Alors que le Québec s’apprête à renégocier l’un des accords énergétiques les plus emblématiques de son histoire – celui de Churchill Falls – une donnée cruciale vient brouiller les cartes : l’incertitude politique. Depuis 1969, l’entente entre Hydro-Québec et Terre-Neuve-et-Labrador a permis au Québec de profiter d’une électricité propre à un coût dérisoire. Mais en 2041, ce contrat prendra fin. Or, selon une récente sortie de la ministre québécoise de l’Environnement, une victoire du Parti québécois pourrait compromettre les négociations en cours, remettant en question bien plus que des mégawatts : la stabilité de notre transition énergétique.
Le défi n’est pas théorique. Le Québec dépend à 94 % de l’hydroélectricité pour sa production d’énergie, et les barrages comme ceux de Churchill Falls représentent plus de 15 % de ses importations énergétiques potentielles selon les projections de TransÉnergie. Dans un contexte d’électrification massive des transports et des industries, perturber une source aussi stratégique revient à poser une bombe à retardement sous l’économie verte. Empiriquement, chaque cinq TWh perdus équivalent à environ 550 000 tonnes de gaz à effet de serre supplémentaires si remplacés par du gaz naturel, selon les données de l’Institut de l’énergie Trottier.

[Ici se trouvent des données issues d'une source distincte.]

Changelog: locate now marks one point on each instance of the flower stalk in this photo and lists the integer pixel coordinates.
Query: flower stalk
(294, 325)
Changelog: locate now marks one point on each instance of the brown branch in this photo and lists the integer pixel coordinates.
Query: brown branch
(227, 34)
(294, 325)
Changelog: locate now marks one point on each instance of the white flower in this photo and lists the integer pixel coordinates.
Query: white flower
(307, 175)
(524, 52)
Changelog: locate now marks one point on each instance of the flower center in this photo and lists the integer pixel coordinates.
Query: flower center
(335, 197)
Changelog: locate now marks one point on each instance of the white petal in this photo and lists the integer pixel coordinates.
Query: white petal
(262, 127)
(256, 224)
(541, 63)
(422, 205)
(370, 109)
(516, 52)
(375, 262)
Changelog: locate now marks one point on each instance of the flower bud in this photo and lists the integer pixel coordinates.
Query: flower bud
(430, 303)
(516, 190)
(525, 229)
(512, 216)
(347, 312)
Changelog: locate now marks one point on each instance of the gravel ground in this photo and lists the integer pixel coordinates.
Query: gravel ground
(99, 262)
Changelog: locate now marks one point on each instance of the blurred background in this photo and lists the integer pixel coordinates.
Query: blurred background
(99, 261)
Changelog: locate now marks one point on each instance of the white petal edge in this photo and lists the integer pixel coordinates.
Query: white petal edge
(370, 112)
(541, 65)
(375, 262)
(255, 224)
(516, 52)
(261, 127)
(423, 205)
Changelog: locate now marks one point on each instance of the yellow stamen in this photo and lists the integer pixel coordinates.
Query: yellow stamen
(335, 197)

La crise actuelle démontre comment l’énergie, un bien commun vital, se retrouve piégée dans un cycle électoral court-terme. La CAQ a tenté de sécuriser un accord avant 2026, mais sans consensus multipartite, le moindre changement de gouvernement rebat les cartes. Ce manque de continuité nuit non seulement à la crédibilité du Québec auprès de son partenaire terre-neuvien, mais engendre aussi un signal d’instabilité à l’ensemble du secteur énergétique. À l’inverse, plusieurs exemples européens montrent que des pactes énergétiques adoptés par voie parlementaire multipartisane stabilisent les investissements et réduisent les tensions fédérales ou interprovinciales sur le long terme.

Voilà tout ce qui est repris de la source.